Monday, January 15, 2007

"A South African Wine -- Impossible!"

Capaia Wines

This was the comment the Comte Stephan von Neipperg, the winemaker for the Red wines at Capaia, made when I asked if anyone could guess the origin of his Red wines in a blind taste. Could anyone guess South Africa? "Impossible!" Everyone at the table agreed that South Africa would be last on the list of possible regions. Napa, Bordeaux, Washington State, Margaret River maybe, but not South Africa.

Stephan, who is a dead ringer for a young Claude Rains and the proprieter of Chateau Canon La Gaffeliere, manages the wine holdings for a family that has been a winegrower for eight centuries. Their properties include La Mondotte, Clos de l'Oratoire, Chateau Peyreau, Chateau d'Aiguilhe and Clos Marsalette.

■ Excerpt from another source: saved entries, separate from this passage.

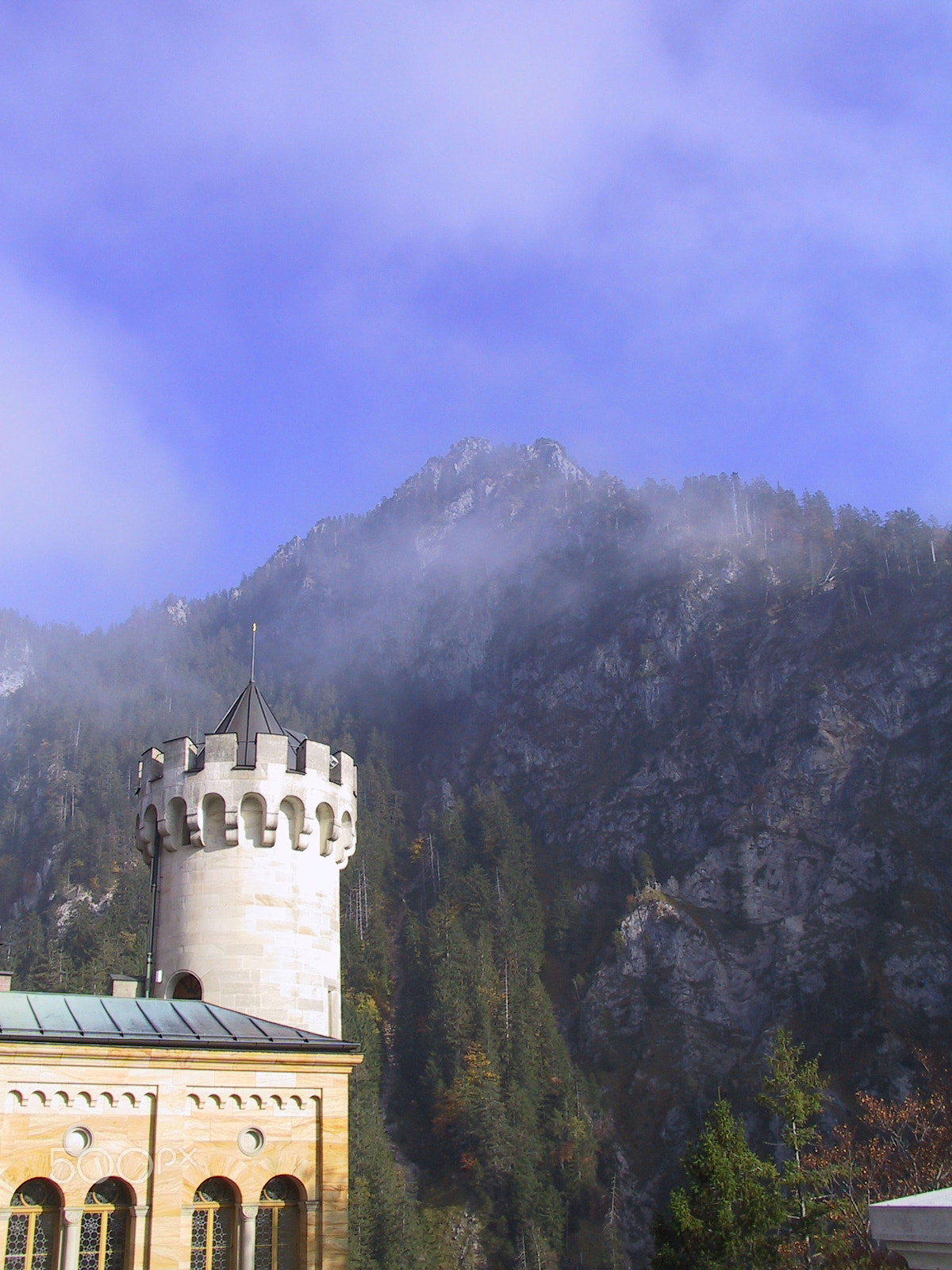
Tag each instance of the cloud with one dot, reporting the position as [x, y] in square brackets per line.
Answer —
[83, 474]
[681, 234]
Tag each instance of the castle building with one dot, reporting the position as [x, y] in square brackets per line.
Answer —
[197, 1119]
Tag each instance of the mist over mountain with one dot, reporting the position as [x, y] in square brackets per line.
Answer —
[724, 711]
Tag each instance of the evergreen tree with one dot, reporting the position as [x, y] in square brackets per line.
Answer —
[793, 1092]
[727, 1216]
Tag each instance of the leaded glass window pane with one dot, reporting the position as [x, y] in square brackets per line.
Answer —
[31, 1235]
[277, 1227]
[17, 1235]
[213, 1226]
[200, 1236]
[90, 1232]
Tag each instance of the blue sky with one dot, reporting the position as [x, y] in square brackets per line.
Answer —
[258, 262]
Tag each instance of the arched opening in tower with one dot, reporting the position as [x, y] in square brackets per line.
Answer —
[187, 987]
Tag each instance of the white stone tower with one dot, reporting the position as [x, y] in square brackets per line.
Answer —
[248, 836]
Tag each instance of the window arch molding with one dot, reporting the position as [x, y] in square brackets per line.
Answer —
[281, 1229]
[35, 1223]
[213, 1226]
[105, 1231]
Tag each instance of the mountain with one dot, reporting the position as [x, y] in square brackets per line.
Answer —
[724, 711]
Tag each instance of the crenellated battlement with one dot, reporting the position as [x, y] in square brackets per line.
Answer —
[254, 826]
[181, 787]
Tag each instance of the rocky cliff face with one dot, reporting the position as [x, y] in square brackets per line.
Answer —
[725, 711]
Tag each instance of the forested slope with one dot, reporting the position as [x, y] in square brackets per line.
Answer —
[645, 774]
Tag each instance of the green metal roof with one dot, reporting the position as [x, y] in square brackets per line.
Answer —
[55, 1016]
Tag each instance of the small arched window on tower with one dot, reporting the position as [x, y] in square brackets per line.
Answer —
[187, 987]
[213, 1226]
[177, 823]
[106, 1223]
[278, 1227]
[253, 821]
[213, 822]
[33, 1232]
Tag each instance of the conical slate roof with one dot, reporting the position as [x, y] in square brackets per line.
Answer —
[247, 718]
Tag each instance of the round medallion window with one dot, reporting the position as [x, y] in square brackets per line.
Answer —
[76, 1140]
[251, 1141]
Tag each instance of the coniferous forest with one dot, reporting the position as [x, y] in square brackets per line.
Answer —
[647, 939]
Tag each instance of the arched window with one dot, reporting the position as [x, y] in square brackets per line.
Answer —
[106, 1222]
[278, 1226]
[251, 821]
[187, 987]
[35, 1227]
[213, 1226]
[213, 822]
[177, 823]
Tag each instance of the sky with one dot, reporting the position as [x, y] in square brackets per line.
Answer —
[260, 260]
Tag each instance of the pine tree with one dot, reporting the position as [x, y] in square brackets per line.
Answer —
[727, 1214]
[793, 1092]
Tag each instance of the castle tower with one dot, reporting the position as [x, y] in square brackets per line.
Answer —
[248, 836]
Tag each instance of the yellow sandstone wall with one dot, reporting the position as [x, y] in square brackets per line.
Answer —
[167, 1119]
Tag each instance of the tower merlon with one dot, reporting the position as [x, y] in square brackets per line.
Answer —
[344, 772]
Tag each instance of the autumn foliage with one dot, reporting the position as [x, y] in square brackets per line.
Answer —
[810, 1210]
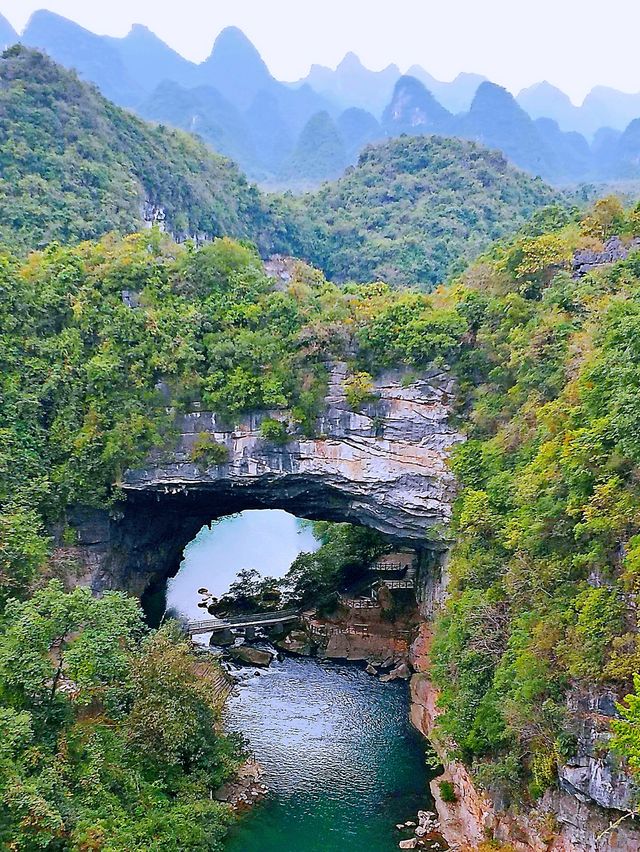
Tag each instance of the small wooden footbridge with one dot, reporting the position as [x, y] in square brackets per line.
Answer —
[241, 622]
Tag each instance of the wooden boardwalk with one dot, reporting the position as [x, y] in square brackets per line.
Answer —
[258, 619]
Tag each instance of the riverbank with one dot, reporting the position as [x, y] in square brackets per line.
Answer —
[341, 761]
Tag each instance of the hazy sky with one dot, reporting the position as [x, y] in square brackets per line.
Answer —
[574, 44]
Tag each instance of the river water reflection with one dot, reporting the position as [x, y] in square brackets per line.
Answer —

Today at lunch we enjoyed the Ohio introduction of Capaia's three wines which are flat out the best wines I have tasted from South Africa. If this is the potential of this region, with proper investment, siting and vinification, then we should be seeing much better wines coming from this region.

The Estate property is owned by Alexander and Ingrid Baron von Essen and is located north of Cape Town 30 kms from Table Mountain. The soil is mostly schist and the four year-old vines are stressed from the difficult conditions. Wines are fermented in 150 year-old French oak in a state of the art new winery. The official region is Philadelphia which was created by this project to kick off a new winemaking area.

2005 Capaia ($45) -- This is the flagship, which is a blend of Cabernet Sauvignon, Merlot, Cabernet Franc and Petit Verdot (48/43/7/2) aged 15 months in barrels. It is hard to believe this concentrated yet elegant wine is from 4 year-old vines. Enticing nose, big fruit, long finish with subdued tannins. The trick I was told was to pick the grapes when the seeds are ripe to reduce the astringent tannins. The winemaker was looking for "profoundness and harmony". Mission accomplished! Drink now or hold for 5 to 10 years.

2005 Blue Grove Hill ($20) -- This is the 2nd label with Merlot, Cabernet Sauvignon and Cabernet Franc (52/44/4). Aged eight months in used French oak, this wine has big aromatics, lots of soft fruit and is very drinkable now, but will age 2 to 5 years. The Capaia may be beyond your budget, but the Blue Grove Hill "Red" will change your mind forever about South African Red wines.

2006 Blue Grove Hill Sauvignon Blanc ($19) -- Cool fermentation in French oak as well as stainless steel, this wine is made in the French style with elegance and a clean, crisp finish. No grass or grapefruit here. The owner, Alexander, insists this wine will age and improve over the next 4 years. This may be a tough price point for a South African Sauvignon Blanc for people used to "value" thirst quenchers, but the wine will hold its own against many wines from Sancerre or Bordeaux.

The wines are imported in the US by Vintus operated by Michael Quinttus from Pleasantville, New York.